By the time my father retired from the Marine Corps in 1986, the specter of Viet Nam still loomed largely over the country. (*click second pic of the retirement ceremony to enlarge.) The only time we ever really discussed Viet Nam was on Veteran's Day.
The fact is, I wasn't old or sophisticated enough to understand war and ask the right questions. Alternately, my dad never brought it up either. I can hardly blame him, if i spent my last years as a teenager getting shot at in some godforsaken jungle I'd want to forget that too. But that doesn't mean I wasn't curious.

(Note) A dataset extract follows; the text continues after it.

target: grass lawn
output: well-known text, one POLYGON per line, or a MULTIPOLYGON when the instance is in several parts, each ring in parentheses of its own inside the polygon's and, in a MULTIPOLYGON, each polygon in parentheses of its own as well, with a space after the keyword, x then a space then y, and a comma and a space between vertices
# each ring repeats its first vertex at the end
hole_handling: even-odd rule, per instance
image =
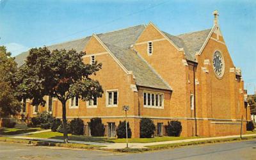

Fast forward to 2006 and another war is raging. In fact, the Iraq mess is making a lot of folks revisit the ghost of Viet Nan. My mom and I were chatting about this a few months ago and she declared to me that Iraq reminds her more and more of Viet Nam every day.
"And we all know how that turned out," she noted.
I guess one lesson from Viet Nam was not lost on the American public. No one is willing to blame the troops this time around. And that a blessing. A quick peek at last week's election results is proof that we are more willing to take the government -- and not the GI's -- to task for their warmongering. After the shitty treatment my dad and his fellow vets took upon their return, I am glad that we learned at least that much from the Viet Nam war.
In conclusion I say this: war offends each and everyone of my sensibilities. I hate it. And for as long as I am alive, I will fight for peace. But just the same, my pride and respect for my father grows with time. Every Veteran's day I get a little more perspective on that, and for that I am grateful. Many sons of Vets were not so lucky as I am. In spite of his post-traumatic stress (and all the issues that stem from that) my dad was always able to be a good dad. Check that, a FANTASTIC dad. My brother and I turned out pretty well, we both adore our dad for doing such a great job inspite of all his war demons. But for every story that turns out like ours, there are dozens of families that weren't so fortunate.
Anyway, that's just a little something to ponder as we enjoy a long (Veteran's Day) weekend.